Молнии, которые метнулись из глаз Стальной Магнолии — сначала в Фримена, а затем в ее мужа, — могли бы осветить целый город. «У нас сейчас нет на это времени, генерал», — быстро сказал президент. «Продолжайте».
«Да, сэр», — сказал Фримен. Он хотел бы, чтобы здесь был еще один свидетель, который подтвердил бы приказы президента, но его карьера в любом случае была на тонком льду. «Сэр, угрозой номер один для Турции является российский флот и российский самолет-радар, который может наблюдать за всем регионом. Наши бомбардировщики «Вампир» могут атаковать корабельные радары наблюдения и наведения ракет»
«Для меня это звучит как наступательный план, генерал», — вмешалась первая леди. «Кто нападет первым, мы или они?»
Фримен был ошарашен вопросом. «Почему? … Я надеюсь, у нас будет шанс занять позицию для атаки до того, как российский флот сможет атаковать наши бомбардировщики».
«Значит, мы делаем первые выстрелы? Я думаю, это неправильно, генерал», — отрезала она.
«Мэм, уже прозвучали первые выстрелы», — сказал Фримен. «Это ответ на российскую агрессию. Мы бы не допустили этот флот ближе чем на триста миль от американского побережья, но он находится менее чем в шестидесяти милях от турецкого побережья.»
«Генерал, я думаю, что первая леди права», — сказал президент. «Можем ли мы каким-либо образом сделать так, чтобы наше участие носило исключительно оборонительный характер?» Давайте позволим туркам и украинцам принимать решения в этом вопросе».

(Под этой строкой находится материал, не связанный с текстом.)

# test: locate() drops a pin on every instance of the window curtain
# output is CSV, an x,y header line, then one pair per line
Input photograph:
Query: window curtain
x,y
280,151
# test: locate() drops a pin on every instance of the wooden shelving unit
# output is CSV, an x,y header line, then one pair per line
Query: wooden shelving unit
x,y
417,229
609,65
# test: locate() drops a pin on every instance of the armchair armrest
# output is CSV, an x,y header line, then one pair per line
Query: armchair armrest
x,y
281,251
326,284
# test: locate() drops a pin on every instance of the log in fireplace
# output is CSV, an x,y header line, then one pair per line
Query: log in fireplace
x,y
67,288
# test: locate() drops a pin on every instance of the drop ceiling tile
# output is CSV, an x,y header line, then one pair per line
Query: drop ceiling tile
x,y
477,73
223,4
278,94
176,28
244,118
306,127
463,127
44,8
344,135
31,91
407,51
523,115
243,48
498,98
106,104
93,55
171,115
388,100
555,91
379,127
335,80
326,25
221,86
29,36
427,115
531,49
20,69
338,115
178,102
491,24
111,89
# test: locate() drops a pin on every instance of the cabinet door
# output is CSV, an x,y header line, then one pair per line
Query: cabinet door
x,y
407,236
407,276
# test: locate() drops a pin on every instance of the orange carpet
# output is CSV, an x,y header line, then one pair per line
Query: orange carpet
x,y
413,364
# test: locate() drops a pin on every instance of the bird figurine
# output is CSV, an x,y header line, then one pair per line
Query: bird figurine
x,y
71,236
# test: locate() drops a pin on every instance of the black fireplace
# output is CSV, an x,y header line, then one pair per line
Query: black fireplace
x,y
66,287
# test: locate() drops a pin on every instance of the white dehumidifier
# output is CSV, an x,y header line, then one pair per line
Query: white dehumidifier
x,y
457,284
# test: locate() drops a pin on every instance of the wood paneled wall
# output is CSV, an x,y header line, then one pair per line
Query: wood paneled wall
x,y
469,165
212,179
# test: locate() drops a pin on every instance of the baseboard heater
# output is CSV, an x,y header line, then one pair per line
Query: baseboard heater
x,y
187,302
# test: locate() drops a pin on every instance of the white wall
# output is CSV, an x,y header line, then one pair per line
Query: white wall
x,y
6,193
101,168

Фримен покачал головой в явном разочаровании. Господи, как я ненавижу их обоих. Он глубоко вздохнул и ответил: «Сэр, я понимаю ваше беспокойство, но это не тот способ, которым мы должны действовать. Наша главная забота — безопасность наших экипажей, и посылать их против вражеских сил с приказом открывать огонь только тогда, когда по ним откроют огонь, является неправильным и устаревшим мышлением. Если мы запустим эти бомбардировщики «Вампир», они должны будут вступить в бой».

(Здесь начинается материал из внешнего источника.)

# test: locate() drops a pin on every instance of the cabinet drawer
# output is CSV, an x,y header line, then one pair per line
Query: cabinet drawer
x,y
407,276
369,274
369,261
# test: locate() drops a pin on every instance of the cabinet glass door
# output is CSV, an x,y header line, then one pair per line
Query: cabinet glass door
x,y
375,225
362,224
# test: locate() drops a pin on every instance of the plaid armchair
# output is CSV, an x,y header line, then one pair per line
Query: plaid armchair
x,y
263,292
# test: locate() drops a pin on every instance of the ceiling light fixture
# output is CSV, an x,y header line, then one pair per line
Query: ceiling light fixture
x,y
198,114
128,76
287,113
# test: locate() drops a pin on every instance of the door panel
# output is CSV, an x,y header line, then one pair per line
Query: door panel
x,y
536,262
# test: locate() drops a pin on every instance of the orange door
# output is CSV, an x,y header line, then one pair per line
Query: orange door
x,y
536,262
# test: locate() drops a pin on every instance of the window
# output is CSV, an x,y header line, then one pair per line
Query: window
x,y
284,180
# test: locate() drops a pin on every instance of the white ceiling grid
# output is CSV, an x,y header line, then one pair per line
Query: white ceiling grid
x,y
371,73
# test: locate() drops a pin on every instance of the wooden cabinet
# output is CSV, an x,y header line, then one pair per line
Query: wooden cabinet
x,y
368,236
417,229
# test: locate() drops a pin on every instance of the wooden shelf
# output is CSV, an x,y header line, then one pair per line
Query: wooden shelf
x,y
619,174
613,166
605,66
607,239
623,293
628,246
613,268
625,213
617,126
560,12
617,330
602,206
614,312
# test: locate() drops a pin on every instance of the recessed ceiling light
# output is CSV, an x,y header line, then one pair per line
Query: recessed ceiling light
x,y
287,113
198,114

«Это не между Америкой и Россией, генерал», — сообщила ему первая леди, как будто он был слишком туп, чтобы понимать реальную политику. «Это между Россией и Украиной. Турция была невинным свидетелем — президент Величко сказал, что нападение на турецкие корабли было неправильным, и я ему верю. Если мы атакуем российские корабли без провокации, мы будем втянуты в эту войну, и это будет ваша вина». Она скрестила руки на груди и пронзила его пристальным взглядом, просто провоцируя его бросить ей вызов.

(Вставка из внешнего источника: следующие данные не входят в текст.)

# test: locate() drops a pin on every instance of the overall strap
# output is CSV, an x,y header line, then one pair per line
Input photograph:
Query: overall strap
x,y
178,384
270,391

Фримену захотелось поднять руки в знак полной капитуляции — его слова отскакивали от президента, как пули от холодного оружия. «Сэр, у меня есть план для вашего рассмотрения», — сказал он наконец. «Это соответствует вашим критериям в отношении оборонительных действий и поддержки наших союзников». Он колебался, зная, что не должен идти ни на какие уступки Первой леди, когда дело касалось его войск на поле боя, но сказал: «Мы возможно сможем скорректировать правила ведения боевых действий, разрешив нашим экипажам только неопасные действия по наблюдению, но я "
«Я думаю, что это мудрая идея, генерал», — многозначительно сказала Первая леди.